#410 Care and Planting of Joshua Trees
Success with wild-collected plants
The Joshua Tree (Yucca brevifolia) is a distinctive Mojave Desert native which grows naturally in 3000-5000 foot elevations. Wild-collected specimens can be transplanted to landscapes under the following conditions:
• Collecting Specimens – Joshua Tree specimens cannot be collected from the wild without official permits from California, Nevada, Arizona or Utah. Some states, including Nevada, also require that tags be affixed to these trees in most situations. It is illegal to sell or purchase collected trees without these permits. The tags are designed to show tampering, and should be intact when you purchase the plant. Once planted, the tag can be removed. The tag or permit must be kept to prove that your tree was not illegally collected. Purchase plants from reputable dealers; be wary of pickup truck and street corner vendors.
• Preparations for Planting – Prior to planting, dust the roots with powdered sulfur or horticultural charcoal to prevent fungal diseases.
• When to Transplant – Joshua Trees should be transplanted from the wild during October through March. Plants dug during warmer weather generally have a poor transplant recovery rate. Specimens under four feet seem to transplant more easily.
- • Replant Joshua Trees in their permanent spot in the same season they were dug.
- • Specimens which aren’t planted immediately should be temporarily planted in dry sand, either upright or at an angle. Plants normally cannot be held successfully through summer in this way, so give them permanent homes as soon as possible.
• Soil Drainage – Excellent drainage is necessary. Joshua Trees do not grow at the bottoms of most valleys for this reason. Make sure that the new planting location either drains well naturally or is made to drain well by amending soil with sand and gravel.

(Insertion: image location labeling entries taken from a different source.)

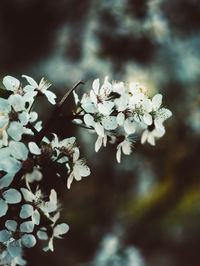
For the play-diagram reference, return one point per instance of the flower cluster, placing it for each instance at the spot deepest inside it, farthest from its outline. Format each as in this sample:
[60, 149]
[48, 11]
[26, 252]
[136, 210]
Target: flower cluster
[117, 111]
[27, 213]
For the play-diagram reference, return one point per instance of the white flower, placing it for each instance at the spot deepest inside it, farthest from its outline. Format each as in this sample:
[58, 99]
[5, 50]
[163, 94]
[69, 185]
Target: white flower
[47, 207]
[79, 169]
[100, 96]
[10, 123]
[150, 136]
[11, 83]
[124, 146]
[42, 87]
[10, 196]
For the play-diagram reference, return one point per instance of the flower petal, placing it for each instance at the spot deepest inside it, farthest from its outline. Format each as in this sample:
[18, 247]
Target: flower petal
[12, 196]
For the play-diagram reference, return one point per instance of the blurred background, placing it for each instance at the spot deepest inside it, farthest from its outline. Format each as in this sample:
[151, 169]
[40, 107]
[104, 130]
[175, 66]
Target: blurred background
[146, 210]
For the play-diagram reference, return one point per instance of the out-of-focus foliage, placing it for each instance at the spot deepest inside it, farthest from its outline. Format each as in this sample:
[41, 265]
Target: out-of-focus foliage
[150, 202]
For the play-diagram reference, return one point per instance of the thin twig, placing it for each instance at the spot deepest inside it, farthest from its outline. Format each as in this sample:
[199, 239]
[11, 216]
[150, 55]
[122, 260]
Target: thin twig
[57, 109]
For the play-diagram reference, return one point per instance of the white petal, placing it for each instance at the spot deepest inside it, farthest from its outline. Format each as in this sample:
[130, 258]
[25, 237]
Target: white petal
[24, 118]
[151, 139]
[99, 129]
[126, 147]
[76, 98]
[144, 136]
[18, 150]
[42, 235]
[53, 196]
[3, 122]
[89, 120]
[12, 196]
[36, 217]
[10, 165]
[15, 130]
[50, 96]
[33, 117]
[28, 240]
[129, 127]
[60, 229]
[147, 119]
[118, 154]
[156, 101]
[3, 208]
[76, 154]
[164, 113]
[105, 140]
[26, 211]
[69, 180]
[4, 106]
[159, 124]
[31, 81]
[77, 174]
[120, 119]
[11, 225]
[6, 180]
[17, 102]
[95, 86]
[11, 83]
[4, 236]
[84, 170]
[98, 143]
[109, 122]
[27, 227]
[14, 248]
[33, 147]
[28, 195]
[89, 107]
[106, 107]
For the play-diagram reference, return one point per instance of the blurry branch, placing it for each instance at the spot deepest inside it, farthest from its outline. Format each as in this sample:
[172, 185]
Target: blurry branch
[55, 114]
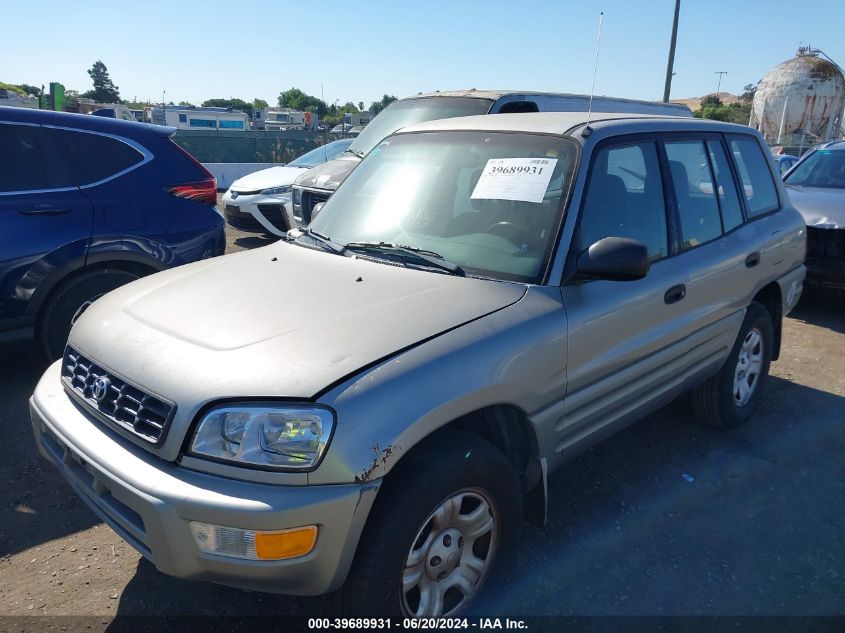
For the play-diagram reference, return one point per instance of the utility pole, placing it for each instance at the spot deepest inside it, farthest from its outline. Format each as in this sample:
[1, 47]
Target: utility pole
[668, 87]
[719, 85]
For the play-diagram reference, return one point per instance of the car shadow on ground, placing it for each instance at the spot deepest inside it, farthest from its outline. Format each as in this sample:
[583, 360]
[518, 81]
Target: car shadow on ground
[32, 493]
[667, 517]
[822, 307]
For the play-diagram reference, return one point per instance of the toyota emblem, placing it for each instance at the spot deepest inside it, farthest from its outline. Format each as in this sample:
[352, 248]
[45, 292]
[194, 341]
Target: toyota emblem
[100, 387]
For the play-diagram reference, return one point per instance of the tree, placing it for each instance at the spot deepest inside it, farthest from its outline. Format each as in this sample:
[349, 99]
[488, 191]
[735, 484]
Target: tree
[30, 90]
[12, 88]
[104, 89]
[378, 106]
[748, 92]
[295, 99]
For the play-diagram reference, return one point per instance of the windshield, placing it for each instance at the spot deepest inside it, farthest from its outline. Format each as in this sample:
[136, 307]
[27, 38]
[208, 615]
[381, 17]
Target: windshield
[822, 168]
[402, 113]
[487, 202]
[322, 154]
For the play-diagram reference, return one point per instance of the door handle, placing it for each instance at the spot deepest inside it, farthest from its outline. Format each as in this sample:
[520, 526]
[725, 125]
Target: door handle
[43, 211]
[675, 294]
[752, 260]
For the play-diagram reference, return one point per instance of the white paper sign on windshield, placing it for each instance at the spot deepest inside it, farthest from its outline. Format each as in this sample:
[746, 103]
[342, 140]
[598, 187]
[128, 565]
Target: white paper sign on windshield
[521, 179]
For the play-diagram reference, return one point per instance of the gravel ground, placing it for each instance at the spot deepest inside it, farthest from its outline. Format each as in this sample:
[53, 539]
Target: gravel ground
[667, 517]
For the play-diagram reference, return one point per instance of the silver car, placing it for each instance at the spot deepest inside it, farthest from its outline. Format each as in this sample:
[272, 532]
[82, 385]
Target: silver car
[382, 404]
[816, 187]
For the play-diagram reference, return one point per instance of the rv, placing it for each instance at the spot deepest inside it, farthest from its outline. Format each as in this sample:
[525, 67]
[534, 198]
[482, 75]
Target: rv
[193, 118]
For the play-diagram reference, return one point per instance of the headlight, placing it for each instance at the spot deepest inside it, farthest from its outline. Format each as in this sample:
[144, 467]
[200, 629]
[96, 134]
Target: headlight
[274, 436]
[275, 191]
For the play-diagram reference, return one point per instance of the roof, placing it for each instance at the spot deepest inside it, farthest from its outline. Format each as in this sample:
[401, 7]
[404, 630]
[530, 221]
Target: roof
[80, 121]
[561, 122]
[496, 94]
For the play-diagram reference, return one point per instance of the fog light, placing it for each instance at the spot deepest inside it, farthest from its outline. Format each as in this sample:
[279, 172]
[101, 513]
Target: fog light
[252, 545]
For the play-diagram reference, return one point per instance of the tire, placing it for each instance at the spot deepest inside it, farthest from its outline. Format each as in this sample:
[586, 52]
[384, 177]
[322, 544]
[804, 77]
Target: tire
[68, 302]
[721, 400]
[458, 472]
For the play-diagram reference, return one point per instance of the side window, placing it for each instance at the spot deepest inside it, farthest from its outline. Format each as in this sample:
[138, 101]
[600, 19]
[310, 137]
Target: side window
[93, 157]
[755, 174]
[24, 163]
[694, 192]
[728, 195]
[624, 198]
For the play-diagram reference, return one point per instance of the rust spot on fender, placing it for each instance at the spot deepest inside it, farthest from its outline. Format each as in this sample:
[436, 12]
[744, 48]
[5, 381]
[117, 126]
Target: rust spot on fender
[380, 458]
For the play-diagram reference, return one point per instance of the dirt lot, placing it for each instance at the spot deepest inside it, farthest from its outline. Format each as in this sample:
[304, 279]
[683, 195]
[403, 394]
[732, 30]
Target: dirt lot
[666, 518]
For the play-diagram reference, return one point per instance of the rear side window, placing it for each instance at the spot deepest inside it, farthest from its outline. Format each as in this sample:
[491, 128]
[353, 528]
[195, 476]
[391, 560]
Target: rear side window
[93, 157]
[759, 189]
[624, 198]
[694, 192]
[24, 164]
[728, 195]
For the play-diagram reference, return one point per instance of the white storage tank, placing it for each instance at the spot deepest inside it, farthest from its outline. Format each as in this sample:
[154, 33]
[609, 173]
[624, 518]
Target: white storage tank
[800, 101]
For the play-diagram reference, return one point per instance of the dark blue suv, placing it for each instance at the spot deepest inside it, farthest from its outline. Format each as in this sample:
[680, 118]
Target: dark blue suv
[88, 204]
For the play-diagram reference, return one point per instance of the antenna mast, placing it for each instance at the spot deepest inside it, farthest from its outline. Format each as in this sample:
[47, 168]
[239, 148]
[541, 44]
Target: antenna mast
[595, 69]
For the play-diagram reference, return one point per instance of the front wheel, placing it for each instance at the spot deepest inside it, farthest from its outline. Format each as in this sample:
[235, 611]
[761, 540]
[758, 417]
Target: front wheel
[440, 525]
[728, 399]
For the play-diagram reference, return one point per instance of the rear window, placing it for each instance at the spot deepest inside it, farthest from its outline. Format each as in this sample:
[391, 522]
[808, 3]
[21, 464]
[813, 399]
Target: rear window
[93, 157]
[823, 168]
[756, 176]
[24, 164]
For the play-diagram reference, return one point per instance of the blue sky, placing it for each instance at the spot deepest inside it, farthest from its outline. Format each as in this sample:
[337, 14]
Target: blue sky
[359, 50]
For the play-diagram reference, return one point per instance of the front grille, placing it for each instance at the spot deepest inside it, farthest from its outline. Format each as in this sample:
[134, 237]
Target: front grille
[826, 243]
[123, 405]
[311, 199]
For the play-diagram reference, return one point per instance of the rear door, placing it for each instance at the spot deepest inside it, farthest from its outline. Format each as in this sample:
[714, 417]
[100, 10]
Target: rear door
[717, 251]
[624, 353]
[45, 220]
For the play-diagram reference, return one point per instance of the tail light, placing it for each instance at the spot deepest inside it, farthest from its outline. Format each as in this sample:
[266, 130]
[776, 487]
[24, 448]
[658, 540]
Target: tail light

Creating raised soil mounds is another way to overcome caliche and heavy clay areas. A large hole is not necessary if the soil drains well naturally, but should be dug if heavy clay is encountered. Organic soil amendment is not necessary. Large rocks should be removed from the hole prior to planting.
• Testing for Drainage – The planting hole should be filled with water and allowed to drain before planting. Not only does this create a good environment for re-establishment, but it allows you to double-check the drainage. The hole should drain completely within 2-3 hours. Place tree in the hole and backfill with native or mineral-amended soil. Note the soil line on the trunk to determine correct planting depth; do not plant too deep. Create a volcano-like depression, known as a watering basin, in a 2-3 foot radius from the trunk. Water the plant thoroughly with a solution of Dr. Q’s® Plant Tonic and water.
• Planting Directional Orientation – Opinions vary on whether the tree must be replanted with the same directional orientation it had when originally dug, to prevent sunburn and growth distortion. Unless planting like this would create a serious problem, it is a practice which should be followed. Most commercially available trees have been clearly marked with the original direction of north.
• Guy-Wire “Staking” – Larger plants may require stabilization until they root firmly. Use guy-wires connected to stakes in the ground, attached to the trunk or limbs with an expandable, non-abrasive connector such as Black Spring Tree Tie or <em. Do not use a single stake which may blow over with the plant in a strong wind.
• Watering – To establish a Joshua Tree provide a minimum of 2 gallons water 1 to 2 times per week. Wet soil will cause mildew and root rot. Occasional over-the-top watering to simulate rainfall is also beneficial. A plant is said to be established after it resumes growth, usually by the next spring after planting. Established plants can subsist with watering every month during the summer. Plants will look better with a good watering every two weeks (less with good summer rains).
• Misting – Some experts recommend a light misting of the green tree heads every few days during the first summer, to prevent the tree from drying out. This treatment can be especially beneficial if a particularly hot and windy period follows transplanting.
• Fertilization – Many opinions are given regarding fertilization of Joshua Trees. Some fertilize with a mild fertilizer like Fish Emulsion once a year. Others say this tends to make spurts of growth which ruins the natural look of the plant. The Mojave Cactus Club recommends application of a mild, slightly acidic fertilizer in April and October. Whatever you decide, remember that Joshua Trees in the wild get no fertilizer. We feel that a schedule of regular feeding for cultivated specimens is not needed.
• Pests – With the exception of the Agave Weevil, the cultivated Joshua Tree is not plagued by significant pests or diseases once established. In the case of a noticeable change in appearance or growth after the establishment period, contact the local office of the State Department of Agriculture, your County Cooperative Extension or the nursery where you purchased your plant.